Em terceiro lugar, diminuindo com complacência o grau de exigência e reconhecendo que a Justiça e o combate à corrupção são áreas complexas, o mínimo que se poderia ter esperado era que a futura ex-Ministra mantivesse a dignidade em momentos cruciais. Contudo, nem na esfera das suas decisões individuais, para as quais tinha poder e esfera de influência, isso se verificou. Em 2018, foi a porta-voz de uma intenção desprezível: não renovar o mandato de Procuradora Geral da República a Joana Marques Vidal.

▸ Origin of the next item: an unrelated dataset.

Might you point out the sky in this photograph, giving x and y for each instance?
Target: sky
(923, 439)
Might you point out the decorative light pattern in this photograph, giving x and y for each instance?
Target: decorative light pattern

É bom lembrar que esta foi uma das decisões mais atentatórias da autonomia das Instituições e da separação de poderes em Portugal, contrária ao excelente desempenho de quem acabou por não ser reconduzida e fundamentada num falso argumento jurídico – os mandatos não serem renováveis naquele tipo de casos. Como humilhante foi a nomeação de José Guerra para Procurador Europeu, por indicação de Van Dunem, contrariando a decisão do Comité de Seleção Internacional e colocando Portugal no centro do debate europeu pelas piores razões.
Na hora da despedida, o saldo é, pois, desolador: todo o tempo que teve para iniciar um caminho de combate aos verdadeiros problemas da justiça, como a lentidão, a perversidade ou corrupção, foi tempo perdido. Nada ficará para a história, que se encarrega de fazer esquecer os que não têm ousadia ou coragem para fazer o que tem de ser feito.
O que não nos deixa descansados é que depois (não) servir como Ministra, Van Dunem não se vai dedicar à sua vida privada. Vai administrar a justiça, na mais alta instância judicial nacional.
Mas sejamos sinceros: o problema nunca foi esta Ministra. O problema foi este Primeiro-Ministro. Porque nada nos leva a crer que Costa tenha querido escolher alguém que viesse fazer um bom trabalho, nem a verdadeira reforma da Justiça de que o país precisa como de pão para a boca, com um espírito reformista. E é desse espírito que Portugal precisa.